先日、エマニュエル・トッド氏の著書『西欧の敗北』を読みました。この本では、米国と欧州が様々なデータに基づいて衰退の一途を辿っていることが示されており、非常に衝撃を受けました。
本書は2024年11月の発行ですが、執筆されたのはトランプ前大統領が再選を果たす前だと推測されます。しかし、最近のトランプ氏の動向を見ていると、まるでこの本に書かれている内容をなぞるように動いているのではないかとさえ感じられます。

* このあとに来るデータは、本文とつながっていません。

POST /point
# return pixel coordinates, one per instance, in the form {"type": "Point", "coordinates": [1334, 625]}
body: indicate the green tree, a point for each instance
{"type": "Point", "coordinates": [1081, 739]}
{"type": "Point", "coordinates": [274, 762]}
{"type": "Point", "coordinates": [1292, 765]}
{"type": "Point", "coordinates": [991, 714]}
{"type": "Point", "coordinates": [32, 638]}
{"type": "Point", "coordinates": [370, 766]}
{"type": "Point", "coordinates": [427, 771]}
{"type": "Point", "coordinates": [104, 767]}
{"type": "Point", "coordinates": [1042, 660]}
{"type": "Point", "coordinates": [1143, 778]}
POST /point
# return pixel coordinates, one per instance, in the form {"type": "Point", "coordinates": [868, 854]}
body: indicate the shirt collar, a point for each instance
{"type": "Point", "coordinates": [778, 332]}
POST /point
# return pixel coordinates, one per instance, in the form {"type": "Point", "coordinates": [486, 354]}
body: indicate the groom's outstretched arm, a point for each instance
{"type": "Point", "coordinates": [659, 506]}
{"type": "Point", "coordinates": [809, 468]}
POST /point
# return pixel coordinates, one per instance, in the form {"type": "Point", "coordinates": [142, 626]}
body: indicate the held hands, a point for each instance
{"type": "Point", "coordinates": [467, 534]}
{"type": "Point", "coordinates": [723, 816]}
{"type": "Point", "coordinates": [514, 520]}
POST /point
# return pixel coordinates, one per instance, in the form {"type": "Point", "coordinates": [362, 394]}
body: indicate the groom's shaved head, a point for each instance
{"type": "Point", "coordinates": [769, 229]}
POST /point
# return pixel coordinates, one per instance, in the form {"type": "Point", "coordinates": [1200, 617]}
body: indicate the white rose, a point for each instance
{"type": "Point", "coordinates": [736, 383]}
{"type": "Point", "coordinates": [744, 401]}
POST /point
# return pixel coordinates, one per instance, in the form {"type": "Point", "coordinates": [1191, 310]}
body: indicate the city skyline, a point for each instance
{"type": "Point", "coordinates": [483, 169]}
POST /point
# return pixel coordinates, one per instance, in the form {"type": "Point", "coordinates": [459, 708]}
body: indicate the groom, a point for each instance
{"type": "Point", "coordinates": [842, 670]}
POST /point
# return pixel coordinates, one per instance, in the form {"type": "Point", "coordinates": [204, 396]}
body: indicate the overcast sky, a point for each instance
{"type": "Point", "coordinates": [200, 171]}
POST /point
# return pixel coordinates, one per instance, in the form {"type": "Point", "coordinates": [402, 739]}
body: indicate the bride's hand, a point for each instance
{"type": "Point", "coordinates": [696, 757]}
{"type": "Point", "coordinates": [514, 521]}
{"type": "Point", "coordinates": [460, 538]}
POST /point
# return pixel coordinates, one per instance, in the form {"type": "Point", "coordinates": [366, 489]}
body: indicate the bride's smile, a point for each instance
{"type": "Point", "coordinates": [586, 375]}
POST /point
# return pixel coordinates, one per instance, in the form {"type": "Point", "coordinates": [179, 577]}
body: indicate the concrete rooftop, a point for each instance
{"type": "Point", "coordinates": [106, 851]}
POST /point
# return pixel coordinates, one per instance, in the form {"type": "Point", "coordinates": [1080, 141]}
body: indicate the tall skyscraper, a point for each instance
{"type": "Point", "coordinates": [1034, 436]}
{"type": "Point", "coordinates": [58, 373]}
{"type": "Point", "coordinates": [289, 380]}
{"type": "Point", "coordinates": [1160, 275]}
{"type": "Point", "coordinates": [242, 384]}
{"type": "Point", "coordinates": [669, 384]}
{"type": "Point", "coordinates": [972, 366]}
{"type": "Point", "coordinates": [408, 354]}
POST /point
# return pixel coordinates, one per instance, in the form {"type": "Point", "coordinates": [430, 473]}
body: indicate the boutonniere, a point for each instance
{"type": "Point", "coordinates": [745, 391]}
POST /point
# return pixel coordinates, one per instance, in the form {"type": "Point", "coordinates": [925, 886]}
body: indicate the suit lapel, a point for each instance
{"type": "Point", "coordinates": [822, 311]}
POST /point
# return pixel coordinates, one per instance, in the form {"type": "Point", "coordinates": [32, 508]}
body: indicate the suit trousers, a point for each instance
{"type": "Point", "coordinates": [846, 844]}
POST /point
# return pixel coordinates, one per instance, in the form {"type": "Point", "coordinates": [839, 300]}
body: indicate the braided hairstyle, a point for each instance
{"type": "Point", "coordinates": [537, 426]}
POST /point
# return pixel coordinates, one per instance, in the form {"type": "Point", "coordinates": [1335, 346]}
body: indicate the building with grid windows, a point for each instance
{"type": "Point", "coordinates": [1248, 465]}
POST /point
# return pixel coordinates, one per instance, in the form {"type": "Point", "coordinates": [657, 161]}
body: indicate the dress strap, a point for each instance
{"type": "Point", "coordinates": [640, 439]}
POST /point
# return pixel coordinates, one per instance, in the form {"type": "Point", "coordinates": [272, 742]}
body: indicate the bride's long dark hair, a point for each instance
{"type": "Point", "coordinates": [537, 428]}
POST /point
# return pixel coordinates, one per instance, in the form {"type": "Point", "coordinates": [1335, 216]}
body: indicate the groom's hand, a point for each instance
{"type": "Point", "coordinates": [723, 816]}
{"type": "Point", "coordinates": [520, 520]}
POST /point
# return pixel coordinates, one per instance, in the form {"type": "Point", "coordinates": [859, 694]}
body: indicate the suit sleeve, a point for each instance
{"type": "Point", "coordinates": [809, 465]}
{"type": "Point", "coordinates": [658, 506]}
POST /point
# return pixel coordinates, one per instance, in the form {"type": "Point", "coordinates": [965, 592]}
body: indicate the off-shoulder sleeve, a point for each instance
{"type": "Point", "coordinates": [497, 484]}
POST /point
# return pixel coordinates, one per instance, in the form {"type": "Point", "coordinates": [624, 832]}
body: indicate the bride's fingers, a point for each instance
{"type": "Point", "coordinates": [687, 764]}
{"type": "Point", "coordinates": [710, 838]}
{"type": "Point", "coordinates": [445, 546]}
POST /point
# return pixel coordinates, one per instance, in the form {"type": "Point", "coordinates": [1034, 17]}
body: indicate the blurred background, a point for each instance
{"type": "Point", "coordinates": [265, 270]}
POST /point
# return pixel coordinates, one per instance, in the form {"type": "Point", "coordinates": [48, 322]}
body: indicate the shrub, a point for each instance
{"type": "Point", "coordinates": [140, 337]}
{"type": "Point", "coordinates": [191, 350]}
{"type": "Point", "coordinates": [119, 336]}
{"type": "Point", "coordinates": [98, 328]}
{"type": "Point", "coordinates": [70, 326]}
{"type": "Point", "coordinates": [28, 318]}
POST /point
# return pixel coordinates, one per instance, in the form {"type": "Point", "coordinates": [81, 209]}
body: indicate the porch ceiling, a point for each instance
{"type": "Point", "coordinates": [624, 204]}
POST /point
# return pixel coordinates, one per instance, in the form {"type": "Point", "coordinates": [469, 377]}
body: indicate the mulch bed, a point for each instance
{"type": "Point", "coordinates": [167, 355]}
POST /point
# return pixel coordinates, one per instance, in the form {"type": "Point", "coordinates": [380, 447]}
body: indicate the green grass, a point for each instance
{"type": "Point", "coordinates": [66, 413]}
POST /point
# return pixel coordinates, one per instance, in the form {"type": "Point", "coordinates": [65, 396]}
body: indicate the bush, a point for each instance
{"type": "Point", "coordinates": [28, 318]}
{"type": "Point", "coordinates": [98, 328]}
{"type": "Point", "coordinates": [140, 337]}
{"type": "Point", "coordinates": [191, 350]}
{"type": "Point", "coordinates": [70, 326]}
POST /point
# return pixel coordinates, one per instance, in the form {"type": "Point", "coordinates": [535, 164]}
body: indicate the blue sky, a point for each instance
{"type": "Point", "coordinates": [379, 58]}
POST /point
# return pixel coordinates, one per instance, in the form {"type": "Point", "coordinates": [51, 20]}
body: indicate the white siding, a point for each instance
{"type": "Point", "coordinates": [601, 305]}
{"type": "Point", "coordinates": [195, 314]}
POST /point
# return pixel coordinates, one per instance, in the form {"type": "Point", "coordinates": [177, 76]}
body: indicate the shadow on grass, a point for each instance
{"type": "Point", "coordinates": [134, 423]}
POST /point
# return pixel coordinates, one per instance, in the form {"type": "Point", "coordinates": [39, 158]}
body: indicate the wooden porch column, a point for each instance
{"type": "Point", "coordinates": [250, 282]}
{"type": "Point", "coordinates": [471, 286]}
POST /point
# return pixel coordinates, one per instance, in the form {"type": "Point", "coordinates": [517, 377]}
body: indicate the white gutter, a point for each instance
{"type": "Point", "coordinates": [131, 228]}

特に、彼の掲げる関税政策、移民政策、そしてウクライナ戦争への介入における姿勢は、その典型と言えるでしょう。
経済力の陰りを示す関税政策
トランプ氏が推進する関税政策は、米国内での製造業の衰退に対する対抗策として捉えられます。例えば、米国では現在、造船業が衰退し、軍艦すら自国で建造できない状況にあると指摘されています。自動車産業においても、海外勢に押され、輸出競争力を失いつつあります。高い関税を課すことで国内生産を有利にし、米国の製造業を立て直そうとする意図が伺えます。これは、かつて世界をリードした製造業大国アメリカの影が薄れつつある現状を浮き彫りにしています。
許容量を超えた移民流入
移民政策に関しても、かつては米国内の人口増加に不可欠とされていましたが、現在の急激な移民増加は、米国がその受け入れ能力を超えてしまっていることを示唆しています。際限のない移民の流入は、米国の国力をむしろ弱体化させてしまいかねない状況にあるのかもしれません。
世界の警察官からの転換
ウクライナ戦争への介入姿勢は、米国がもはや世界の軍事力の支配者ではないことを如実に示しています。世界各地で紛争が勃発するたびに米軍が介入し、事態を収拾するという「世界の警察官」としての時代は終わりを告げたようです。莫大な戦費を賄うだけの経済力が、もはや米国にはないのかもしれません。
ドル基軸通貨体制の揺らぎ
これらの状況が続けば、これまで世界の基軸通貨として揺るぎない地位を築いてきた米ドルが、その座から転落する可能性も出てきます。最近の米国債の利回り悪化は、その兆候の一つと見ることができるでしょう。
トッド氏が指摘する「西欧の敗北」は、もはや単なる「敗北」ではなく、**「没落」**の始まりと捉えるべき時期に来ているのかもしれません。